How many birds must fly into your window before you don your cap of feathers? How many times does the winter wren have to sing before the turn to spring?
Such were my thoughts when I rolled my bicycled up the path of the Bog Turtle Ecostery to where Gronigen stood, welcome, always welcoming, broom in hand. A fortnight had passed since I’d seen him last and with little snowfall where I live but here in the hills—not the rooftop of the world but maybe its attic—everything was still white, and as such full of possibility. As he watched me approach Gronigen held his broom at half mast, poised for adventure.
“What’s new in the world of tracks?” I asked by way of greeting.
“Everything, everything.” He surveyed the horizon. “Well, the coyotes in particular have been making their presence felt hereabouts.”
“So I’ve heard.”
He smiled and leaned his head a little to one side, unsurprised by my appearance. He asked me about my ride and then explained, while scrutinizing the cloudy sky, how he himself was leaving soon for a journey along the old Catskill Turnpike. It would take over a month and he would get to stay at a dozen stations like this old farmhouse that were located along the old road (sometimes following current highways, sometimes reverting to smaller byways) every twenty-five miles or so.
This year was the first where they had enough stations—call them hostels, lodgings, ecosteries, what you will—off the carbuncular grid to enable a bicycle journey from Vermont to the Finger Lakes. In the winter, even. He’d been working toward this for a decade, bringing people together and inspiring them to see beyond the end of their fenders, to give up the tailpipe dream that claimed a god-given right of 2.5 cars per family. To simply share. To be hospitable. “But you know about that already, what we’re up against.” He all but called me comrade.
I was quiet. I didn’t wish to disappoint him by honoring the truth—that my devout bicycling was more accident than design, more poverty-induced pragmatics than a Gandhian gesture to change the world. Of course I preferred bicycles to cars, aesthetically and I might even say ethically, and as such I lived at a certain oblique angle to the rest of America, but I held no romance that therein lay salvation.

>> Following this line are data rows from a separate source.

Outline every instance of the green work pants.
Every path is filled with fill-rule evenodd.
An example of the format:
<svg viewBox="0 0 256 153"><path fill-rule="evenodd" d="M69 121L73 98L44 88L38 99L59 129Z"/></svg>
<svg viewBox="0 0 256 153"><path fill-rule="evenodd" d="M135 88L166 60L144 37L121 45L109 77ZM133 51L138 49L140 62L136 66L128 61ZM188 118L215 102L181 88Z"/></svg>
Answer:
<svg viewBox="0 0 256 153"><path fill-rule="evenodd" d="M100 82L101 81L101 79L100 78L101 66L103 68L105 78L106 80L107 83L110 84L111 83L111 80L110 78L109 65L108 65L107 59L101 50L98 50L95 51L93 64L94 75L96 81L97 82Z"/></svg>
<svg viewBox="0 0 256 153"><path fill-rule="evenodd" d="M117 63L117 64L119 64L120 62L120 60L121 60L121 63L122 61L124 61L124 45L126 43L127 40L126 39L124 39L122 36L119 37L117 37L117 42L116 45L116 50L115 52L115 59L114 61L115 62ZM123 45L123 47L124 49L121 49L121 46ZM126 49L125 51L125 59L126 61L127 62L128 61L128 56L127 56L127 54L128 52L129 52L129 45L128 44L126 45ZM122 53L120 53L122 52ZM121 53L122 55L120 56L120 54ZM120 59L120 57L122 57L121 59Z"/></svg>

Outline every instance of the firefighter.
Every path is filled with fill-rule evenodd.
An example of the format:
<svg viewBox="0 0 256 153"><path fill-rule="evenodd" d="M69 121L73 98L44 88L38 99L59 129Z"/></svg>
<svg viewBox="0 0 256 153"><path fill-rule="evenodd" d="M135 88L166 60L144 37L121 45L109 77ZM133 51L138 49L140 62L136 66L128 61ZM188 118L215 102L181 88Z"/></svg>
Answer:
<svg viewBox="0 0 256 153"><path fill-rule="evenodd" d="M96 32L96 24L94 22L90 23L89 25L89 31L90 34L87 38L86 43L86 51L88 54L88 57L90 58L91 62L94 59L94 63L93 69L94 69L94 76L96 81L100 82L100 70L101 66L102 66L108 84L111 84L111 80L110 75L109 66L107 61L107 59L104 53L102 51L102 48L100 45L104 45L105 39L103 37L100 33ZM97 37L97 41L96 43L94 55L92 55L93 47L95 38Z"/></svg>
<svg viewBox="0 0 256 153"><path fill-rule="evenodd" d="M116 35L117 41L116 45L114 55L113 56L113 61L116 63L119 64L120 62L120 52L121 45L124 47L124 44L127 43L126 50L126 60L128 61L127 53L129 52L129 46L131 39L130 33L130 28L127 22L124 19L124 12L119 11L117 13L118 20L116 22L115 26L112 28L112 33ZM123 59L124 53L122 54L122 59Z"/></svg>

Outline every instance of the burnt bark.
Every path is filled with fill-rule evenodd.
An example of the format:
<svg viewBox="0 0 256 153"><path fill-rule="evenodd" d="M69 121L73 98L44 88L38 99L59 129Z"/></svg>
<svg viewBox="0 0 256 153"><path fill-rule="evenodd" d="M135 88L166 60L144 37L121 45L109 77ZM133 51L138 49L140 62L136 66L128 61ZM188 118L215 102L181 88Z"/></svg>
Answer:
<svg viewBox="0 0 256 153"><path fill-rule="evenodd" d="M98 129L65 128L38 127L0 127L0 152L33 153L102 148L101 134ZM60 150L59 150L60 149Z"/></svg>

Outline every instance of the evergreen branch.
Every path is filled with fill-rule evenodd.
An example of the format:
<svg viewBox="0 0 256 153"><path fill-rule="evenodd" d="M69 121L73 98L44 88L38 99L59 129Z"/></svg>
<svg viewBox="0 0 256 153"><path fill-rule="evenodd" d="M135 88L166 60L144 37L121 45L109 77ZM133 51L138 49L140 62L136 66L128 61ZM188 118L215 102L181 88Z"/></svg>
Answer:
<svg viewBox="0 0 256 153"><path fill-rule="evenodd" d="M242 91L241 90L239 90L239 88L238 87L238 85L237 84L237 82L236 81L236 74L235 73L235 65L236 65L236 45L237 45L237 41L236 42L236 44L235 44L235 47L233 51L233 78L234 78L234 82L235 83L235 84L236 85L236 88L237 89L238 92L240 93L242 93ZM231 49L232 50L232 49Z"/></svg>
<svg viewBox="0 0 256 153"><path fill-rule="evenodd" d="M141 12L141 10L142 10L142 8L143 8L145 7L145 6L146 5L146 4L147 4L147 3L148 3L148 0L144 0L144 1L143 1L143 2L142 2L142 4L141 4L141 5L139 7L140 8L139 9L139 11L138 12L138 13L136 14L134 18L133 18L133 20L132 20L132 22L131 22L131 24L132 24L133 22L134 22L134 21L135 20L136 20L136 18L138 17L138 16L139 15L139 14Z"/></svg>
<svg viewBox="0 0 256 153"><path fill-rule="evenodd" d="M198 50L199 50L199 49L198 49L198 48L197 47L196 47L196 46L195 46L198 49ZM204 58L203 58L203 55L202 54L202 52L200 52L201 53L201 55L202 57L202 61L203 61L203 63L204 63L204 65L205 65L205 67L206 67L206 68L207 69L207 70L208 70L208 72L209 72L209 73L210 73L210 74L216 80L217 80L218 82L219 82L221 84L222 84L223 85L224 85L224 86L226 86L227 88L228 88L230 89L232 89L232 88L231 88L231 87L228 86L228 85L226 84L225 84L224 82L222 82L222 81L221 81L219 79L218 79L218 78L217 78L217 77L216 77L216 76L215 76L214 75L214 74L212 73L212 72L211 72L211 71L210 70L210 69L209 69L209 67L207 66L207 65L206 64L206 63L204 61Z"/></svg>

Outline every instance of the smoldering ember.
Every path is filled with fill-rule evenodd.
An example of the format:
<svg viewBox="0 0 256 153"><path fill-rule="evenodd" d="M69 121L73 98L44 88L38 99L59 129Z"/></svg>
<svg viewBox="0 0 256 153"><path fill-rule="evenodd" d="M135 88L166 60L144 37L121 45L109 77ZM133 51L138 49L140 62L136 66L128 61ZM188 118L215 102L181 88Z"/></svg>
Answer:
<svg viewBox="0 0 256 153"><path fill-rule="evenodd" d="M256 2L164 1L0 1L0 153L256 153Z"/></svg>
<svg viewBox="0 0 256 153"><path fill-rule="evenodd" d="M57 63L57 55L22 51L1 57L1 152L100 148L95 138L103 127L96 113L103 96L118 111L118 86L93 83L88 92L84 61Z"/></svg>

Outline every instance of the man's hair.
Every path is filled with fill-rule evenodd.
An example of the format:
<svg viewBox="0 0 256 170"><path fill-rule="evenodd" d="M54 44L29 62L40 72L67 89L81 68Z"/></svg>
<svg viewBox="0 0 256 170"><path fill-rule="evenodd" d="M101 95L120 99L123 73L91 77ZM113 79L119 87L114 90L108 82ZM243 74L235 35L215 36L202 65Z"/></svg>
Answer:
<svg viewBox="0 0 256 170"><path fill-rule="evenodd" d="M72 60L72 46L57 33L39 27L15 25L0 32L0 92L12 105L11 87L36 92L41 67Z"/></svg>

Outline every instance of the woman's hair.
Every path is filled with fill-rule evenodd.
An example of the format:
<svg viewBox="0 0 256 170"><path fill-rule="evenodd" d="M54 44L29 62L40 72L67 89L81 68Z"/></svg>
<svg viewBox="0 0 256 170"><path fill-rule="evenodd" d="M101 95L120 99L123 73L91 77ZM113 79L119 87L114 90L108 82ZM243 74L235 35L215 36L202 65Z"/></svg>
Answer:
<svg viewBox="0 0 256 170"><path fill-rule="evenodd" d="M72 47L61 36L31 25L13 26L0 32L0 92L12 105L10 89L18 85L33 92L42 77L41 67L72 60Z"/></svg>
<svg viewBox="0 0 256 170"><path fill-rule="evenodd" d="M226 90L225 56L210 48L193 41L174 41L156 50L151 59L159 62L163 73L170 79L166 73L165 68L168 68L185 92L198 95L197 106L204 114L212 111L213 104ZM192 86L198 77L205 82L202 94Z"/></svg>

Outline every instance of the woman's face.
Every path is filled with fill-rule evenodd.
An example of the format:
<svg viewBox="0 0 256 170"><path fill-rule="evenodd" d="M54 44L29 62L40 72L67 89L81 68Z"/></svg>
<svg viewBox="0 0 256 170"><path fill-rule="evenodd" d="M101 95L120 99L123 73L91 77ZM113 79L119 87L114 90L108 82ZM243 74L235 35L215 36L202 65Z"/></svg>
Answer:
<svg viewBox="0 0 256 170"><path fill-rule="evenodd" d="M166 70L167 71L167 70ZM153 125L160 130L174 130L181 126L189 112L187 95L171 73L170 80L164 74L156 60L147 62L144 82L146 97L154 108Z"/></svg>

“Have you been training for your journey?” I asked.
“Oh, yes. Every morning the roads are clear Bronwen and I take our bikes out and retrace the roads around us. She’s so disappointed she’s not coming. Poor child. But next time, next time.”
I explained that I had a gift for Bronwen—or, at least, a gesture of customer servitude. Perhaps it had been forward of me, but I took her letter as a kind of summons—or, at least, a hint by the universe, whose stars and constellations only speak in hints. After her letter I got right to work and bicycled to the bookstore in town where by luck they had a copy of Mumford’s tome that had so offended the girl. I paid for it with some of my store credit and then back home wrote to Bronwen explaining I would deliver a replacement copy in a week. This copy I bought was clean of any markings, so I turned to page one and with pencil in hand embarked on my own marginal commentary. It took me a week to fill it from endpaper to endpaper.
Gronigen seemed to understand perfectly. “I’m sure she will be aglow with gratitude for your conscientiousness. I’m surprised by how she’s taken to Mumford—that old stalwart can inspire still!”
He gestured toward the farmhouse and we headed that way—and how I was looking forward to another cup of tea around their blazing fire! Just before we arrived at the door, though, Gronigen leaned down toward a shallow stone bowl sitting next to the path. It was filled with sunflower seeds. With a mischievous grin—as though testing my faith—he scooped up a handful and tossed them over his head. The seeds fell like a dash of black sparks against the snowy stone path and instantly hailed a flock of squawking starlings, all iridescent, a full convergence of them, like something shattered suddenly reassembled. Dozens of birds, like stars falling, suddenly there, milling along the path and picking at seeds. Where had they come from? How do you train two score starlings so? I shivered with incredulity. A seed landed on my shoe and a bird followed it there. I had to resist the urge to kick it away, an urge stirred not by the bird itself but what it represented, a wild confusion and perversion of things, a sort of black magic even.
“Mustn’t dawdle!” Gronigen cried out, taking the three steps to the door in a single bound. He chortled quietly, and I suddenly feared for my sanity.
As he entered the cottage he glanced back at me and I could see the hull of a sunflower seed lodged in his teeth.